A título de conclusão, apresentamos um ensaio-síntese que percorre meio século de produção intelectual de Celso Furtado com o objetivo de reter os instrumentos metodológicos de sua análise econômica e social. Uma perspectiva analítica burilada por décadas, que a despeito de completarmos vinte anos de seu falecimento em 2024, ainda nos auxilia a captar a essência da realidade – condição para o enfrentamento da pobreza e da desigualdade nas suas variadas formas, sempre levando em conta as transformações do cenário internacional, as quais constrangem e abrem possibilidades para novas propostas de desenvolvimento nacional.
*Alexandre de Freitas Barbosa é professor de economia no Instituto de Estudos Brasileiros da Universidade de São Paulo (IEB-USP). Autor, entre outros livros, de O Brasil desenvolvimentista e a trajetória de Rômulo Almeida (Alameda).
*Alexandre Macchione Saes é professor no Departamento de Economia da USP. Autor, entre outros livros, de Conflitos do capital (EDUSC).
Referências
Alexandre de Freitas Barbosa & Alexandre Macchione Saes. Celso Furtado – Trajetória, pensamento e método. Belo Horizonte, Autêntica, 2025, 318 págs.
Notas
[I] Trecho do documentário O longo amanhecer: cinebiografia de Celso Furtado. Direção: Jose Mariani. Rio de Janeiro: Andaluz Produções, 2004. (73 min.)

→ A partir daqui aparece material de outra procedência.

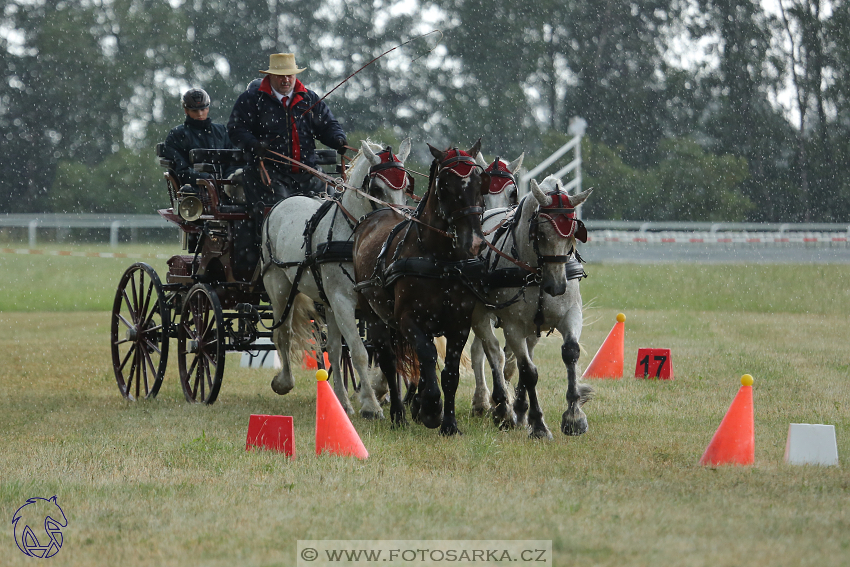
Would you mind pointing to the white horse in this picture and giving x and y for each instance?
(543, 232)
(503, 190)
(284, 246)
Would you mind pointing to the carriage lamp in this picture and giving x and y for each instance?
(189, 204)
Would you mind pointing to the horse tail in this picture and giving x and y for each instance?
(465, 361)
(406, 361)
(305, 325)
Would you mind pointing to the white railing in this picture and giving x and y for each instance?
(64, 222)
(576, 130)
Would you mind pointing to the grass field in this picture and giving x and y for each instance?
(164, 483)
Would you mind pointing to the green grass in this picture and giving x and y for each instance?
(167, 483)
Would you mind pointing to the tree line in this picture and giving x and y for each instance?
(90, 86)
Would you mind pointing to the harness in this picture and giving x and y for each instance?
(386, 273)
(332, 251)
(522, 276)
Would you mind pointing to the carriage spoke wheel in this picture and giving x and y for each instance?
(200, 345)
(139, 333)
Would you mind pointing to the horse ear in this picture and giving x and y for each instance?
(404, 150)
(514, 166)
(438, 154)
(485, 183)
(367, 151)
(579, 198)
(542, 198)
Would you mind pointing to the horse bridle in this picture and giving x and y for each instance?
(449, 165)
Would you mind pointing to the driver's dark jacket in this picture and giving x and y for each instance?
(191, 135)
(259, 117)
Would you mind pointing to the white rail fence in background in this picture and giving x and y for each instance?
(599, 231)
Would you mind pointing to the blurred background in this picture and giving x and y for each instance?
(696, 110)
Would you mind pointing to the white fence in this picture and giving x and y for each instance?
(599, 231)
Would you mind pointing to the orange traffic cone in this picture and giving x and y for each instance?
(334, 432)
(608, 362)
(734, 441)
(310, 360)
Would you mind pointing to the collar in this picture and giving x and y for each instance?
(458, 162)
(561, 214)
(390, 170)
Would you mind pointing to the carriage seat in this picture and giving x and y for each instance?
(160, 153)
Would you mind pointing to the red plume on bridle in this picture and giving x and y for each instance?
(500, 176)
(391, 171)
(562, 215)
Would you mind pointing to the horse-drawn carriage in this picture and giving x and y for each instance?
(212, 300)
(415, 275)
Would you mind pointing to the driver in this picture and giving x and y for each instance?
(280, 114)
(196, 132)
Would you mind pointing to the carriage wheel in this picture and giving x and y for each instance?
(200, 345)
(139, 333)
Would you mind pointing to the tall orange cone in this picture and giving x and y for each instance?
(608, 362)
(734, 442)
(334, 432)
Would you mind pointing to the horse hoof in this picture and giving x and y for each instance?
(504, 418)
(573, 427)
(540, 432)
(372, 414)
(280, 387)
(478, 411)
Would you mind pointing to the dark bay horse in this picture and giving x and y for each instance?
(414, 277)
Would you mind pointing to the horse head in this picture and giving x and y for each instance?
(456, 190)
(382, 172)
(502, 193)
(553, 230)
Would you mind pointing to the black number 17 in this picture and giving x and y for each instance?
(645, 363)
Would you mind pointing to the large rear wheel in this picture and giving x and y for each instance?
(200, 345)
(139, 333)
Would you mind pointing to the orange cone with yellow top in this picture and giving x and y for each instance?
(734, 442)
(608, 362)
(334, 432)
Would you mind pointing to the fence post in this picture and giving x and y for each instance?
(113, 233)
(32, 226)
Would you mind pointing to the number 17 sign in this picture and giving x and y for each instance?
(654, 363)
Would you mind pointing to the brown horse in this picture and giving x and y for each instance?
(414, 278)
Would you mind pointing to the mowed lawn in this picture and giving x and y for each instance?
(162, 482)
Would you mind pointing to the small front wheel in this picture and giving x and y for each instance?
(139, 333)
(201, 345)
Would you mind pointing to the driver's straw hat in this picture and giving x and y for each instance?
(282, 64)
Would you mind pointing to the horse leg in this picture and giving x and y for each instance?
(573, 421)
(429, 407)
(344, 315)
(386, 359)
(503, 415)
(450, 378)
(278, 286)
(335, 351)
(527, 383)
(481, 397)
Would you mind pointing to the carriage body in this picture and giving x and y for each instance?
(211, 300)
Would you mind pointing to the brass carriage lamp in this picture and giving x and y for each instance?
(189, 204)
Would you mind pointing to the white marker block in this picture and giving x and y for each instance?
(260, 358)
(810, 444)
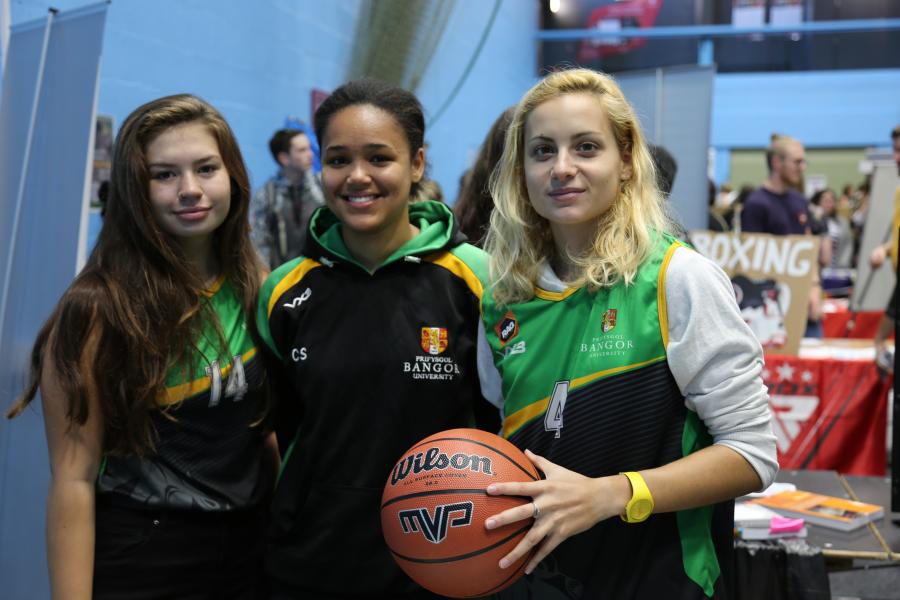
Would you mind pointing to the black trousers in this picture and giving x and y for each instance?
(190, 555)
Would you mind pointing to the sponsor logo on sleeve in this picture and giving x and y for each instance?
(507, 328)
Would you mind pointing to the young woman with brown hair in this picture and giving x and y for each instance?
(150, 384)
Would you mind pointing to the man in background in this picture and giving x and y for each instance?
(280, 210)
(876, 259)
(778, 208)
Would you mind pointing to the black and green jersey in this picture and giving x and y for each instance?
(209, 443)
(372, 362)
(587, 385)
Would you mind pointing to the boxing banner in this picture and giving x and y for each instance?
(828, 414)
(772, 276)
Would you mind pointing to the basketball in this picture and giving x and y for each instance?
(435, 504)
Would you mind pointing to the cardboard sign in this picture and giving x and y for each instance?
(772, 276)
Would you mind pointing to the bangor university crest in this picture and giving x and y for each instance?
(434, 340)
(609, 320)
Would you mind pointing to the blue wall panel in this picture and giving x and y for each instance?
(823, 109)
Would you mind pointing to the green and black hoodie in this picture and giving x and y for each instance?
(372, 362)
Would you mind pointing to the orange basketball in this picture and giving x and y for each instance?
(434, 508)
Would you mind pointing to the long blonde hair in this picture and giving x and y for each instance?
(519, 239)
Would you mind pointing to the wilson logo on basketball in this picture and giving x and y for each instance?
(435, 528)
(434, 339)
(433, 459)
(507, 328)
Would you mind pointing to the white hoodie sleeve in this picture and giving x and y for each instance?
(716, 360)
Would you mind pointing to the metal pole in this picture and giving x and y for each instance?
(14, 233)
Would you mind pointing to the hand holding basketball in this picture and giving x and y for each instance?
(568, 504)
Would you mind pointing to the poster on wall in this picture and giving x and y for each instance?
(771, 276)
(786, 12)
(748, 13)
(629, 14)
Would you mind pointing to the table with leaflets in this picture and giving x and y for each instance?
(797, 569)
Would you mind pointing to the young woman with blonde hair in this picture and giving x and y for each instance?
(151, 386)
(628, 373)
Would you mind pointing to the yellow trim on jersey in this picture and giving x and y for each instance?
(215, 286)
(515, 421)
(290, 280)
(554, 296)
(458, 267)
(187, 390)
(661, 306)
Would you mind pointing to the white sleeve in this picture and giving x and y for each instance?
(716, 360)
(489, 376)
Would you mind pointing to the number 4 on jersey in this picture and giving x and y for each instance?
(553, 416)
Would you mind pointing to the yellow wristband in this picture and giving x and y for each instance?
(641, 504)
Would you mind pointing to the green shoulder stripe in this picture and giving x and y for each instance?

[II] Oliveira, F. A navegação venturosa: ensaios sobre Celso Furtado. São Paulo: Boitempo, 2003, p. 18-19.
[III] Furtado, Celso. Aventuras de um economista brasileiro. In: Celso Furtado: Obra autobiográfica. Organização de Rosa Freire d’Aguiar.
Tomo II. Rio de Janeiro: Paz e Terra, 1997, p. 21.
[IV] Furtado, Celso. Os inimigos de Chopin [Revista da Semana, 14 abr. 1942]. In: Anos de Formação: 1938-1948. Organização de Rosa Freire d’Aguiar. Rio de Janeiro: Editora Contraponto/Centro Celso Furtado, 2014b. (Arquivos Celso Furtado, v. 6).
[V] Furtado ([1942] 2014a, p. 67).
[VI] O longo amanhecer: cinebiografia de Celso Furtado. Direção: Jose Mariani. Rio de Janeiro: Andaluz Produções, 2004. (73 min.)
[VII] AmarElo: é tudo para ontem. Direção: Fred Ouro Preto. São Paulo: Netflix, 2020. (89 min.)